Monday 13 June 2011

24 hours in Lyon


A flying visit, to see Wagner at the Opéra, which turned out to be not so much the keenly-anticipated 'Fura dels Baus Tristan' as one which was the most satisfyingly sung, acted and played across the board of any I've encountered live. Arrived Friday noonish, headed over the Saone and settled on the first good-looking place for lunch I could find - which turned out to be the Restaurant Un Saint-Jean hiver at No. 14 Rue de Lanerie, partly because the building has one of the finest sculptured Gothic facades in the old town


and partly because the lunch menu promised Lyonnais specialities straight from the market. And excellent the first two courses proved - a salad of foie de volaille followed by andouillette (not to all tastes, but I'm a bit of an offal man). Dessert not so good, or maybe the wrong choice, three minis fatta in casa with coffee. Food theme continued with a whizz around Vieux Lyon trying to take streets I hadn't walked before - hence along the appropriately statued Rue du Boeuf


with another old carved shop 'sign'


up to the heights, this time skirting the Roman ruins and finding an odd little park in a zone populated by that unattractive species, the French schoolkid


and back via the bourgeois shopping centre with its great doorways


and a splendid (though no doubt less so in the multiplex interior) Pathe cinema.


It might have been the grey, muggy and intermittently rainy afternoon, or my own overtaxed mood, but I found Lyon on a second visit rather tired and skanky.

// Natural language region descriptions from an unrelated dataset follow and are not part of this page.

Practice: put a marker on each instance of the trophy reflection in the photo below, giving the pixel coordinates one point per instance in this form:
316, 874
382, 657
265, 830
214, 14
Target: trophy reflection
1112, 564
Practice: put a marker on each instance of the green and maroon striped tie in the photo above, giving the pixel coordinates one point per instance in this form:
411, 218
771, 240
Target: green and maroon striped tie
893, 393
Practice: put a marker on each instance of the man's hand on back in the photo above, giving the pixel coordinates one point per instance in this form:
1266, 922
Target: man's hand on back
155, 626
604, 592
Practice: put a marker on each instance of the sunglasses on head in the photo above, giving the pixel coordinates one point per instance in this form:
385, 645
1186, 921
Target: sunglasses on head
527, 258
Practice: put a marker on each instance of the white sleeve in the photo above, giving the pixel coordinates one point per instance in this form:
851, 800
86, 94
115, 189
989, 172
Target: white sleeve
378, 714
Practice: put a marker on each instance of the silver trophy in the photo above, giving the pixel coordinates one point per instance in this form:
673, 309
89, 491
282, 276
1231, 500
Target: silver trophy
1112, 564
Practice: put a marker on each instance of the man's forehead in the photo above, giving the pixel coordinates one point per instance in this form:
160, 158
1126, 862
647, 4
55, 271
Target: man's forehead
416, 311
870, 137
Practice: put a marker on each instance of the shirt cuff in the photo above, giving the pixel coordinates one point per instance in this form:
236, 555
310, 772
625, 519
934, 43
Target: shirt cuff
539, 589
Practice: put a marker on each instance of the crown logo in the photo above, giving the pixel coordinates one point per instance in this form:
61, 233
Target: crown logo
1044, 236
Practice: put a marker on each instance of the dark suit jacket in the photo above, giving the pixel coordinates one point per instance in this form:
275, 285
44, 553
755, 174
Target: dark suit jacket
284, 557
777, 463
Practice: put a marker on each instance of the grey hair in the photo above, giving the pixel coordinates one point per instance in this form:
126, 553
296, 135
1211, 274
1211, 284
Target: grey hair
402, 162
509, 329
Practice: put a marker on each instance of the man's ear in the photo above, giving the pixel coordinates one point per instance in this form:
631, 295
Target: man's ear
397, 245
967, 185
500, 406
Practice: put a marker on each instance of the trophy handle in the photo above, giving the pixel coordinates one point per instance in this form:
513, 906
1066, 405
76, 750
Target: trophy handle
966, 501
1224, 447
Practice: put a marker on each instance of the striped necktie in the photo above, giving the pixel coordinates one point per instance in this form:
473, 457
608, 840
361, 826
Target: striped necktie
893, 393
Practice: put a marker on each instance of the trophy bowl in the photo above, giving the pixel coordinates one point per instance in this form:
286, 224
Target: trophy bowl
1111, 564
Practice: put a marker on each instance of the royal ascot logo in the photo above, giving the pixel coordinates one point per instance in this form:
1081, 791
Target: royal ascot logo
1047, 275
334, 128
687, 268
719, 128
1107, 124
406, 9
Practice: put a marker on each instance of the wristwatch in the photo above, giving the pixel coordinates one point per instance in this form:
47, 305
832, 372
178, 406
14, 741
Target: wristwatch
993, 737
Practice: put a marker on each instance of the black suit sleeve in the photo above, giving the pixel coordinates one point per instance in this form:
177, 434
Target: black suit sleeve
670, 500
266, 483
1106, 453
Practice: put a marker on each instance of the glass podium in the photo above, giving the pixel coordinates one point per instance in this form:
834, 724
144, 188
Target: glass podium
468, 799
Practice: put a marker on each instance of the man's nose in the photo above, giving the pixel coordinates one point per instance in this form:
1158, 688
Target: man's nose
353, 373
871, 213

I asked my taxi driver about the Somerset House-style fountains in the Place des Terraux which had so sparkled on a winter visit, and he told me they'd been broken for a long time and no-one had as yet attempted to fix them.

Anyway, a journey inside the belly of the black, shiny whale Jean Nouvel has made of the 1830 Opera House is always a striking, if rather claustrophobic experience. It suited the dream-world of La Fura dels Baus's Tristan vision rather well (production photo by Bertrand Stofleth showing the marvellous Ann Petersen recumbent)


And, happily transported by the first act - the second less so - I enjoyed standing at the long, light bar of the preserved 1886 foyer


as well as looking down on it from above.


One other plus: I've never had a quieter night in a hotel than in Room 407 of the Hotel des Terraux, built on the site of a graveyard which my ancestor Huguenots ransacked: a bit dark, since the only window looks on to the courtyard, but not a sound did I hear from midnight to 8am. Thus returned a little refreshed, after so many early rises and late nights, for the wedding on Saturday. Oh, and I do recommend splashing out on a trip to see an opera in Lyon: in this instance you would have heard a Tristan you'd have been happy to encounter anywhere in the world, Bayreuth included, at a ticket price of anything from 5 to 95 euros.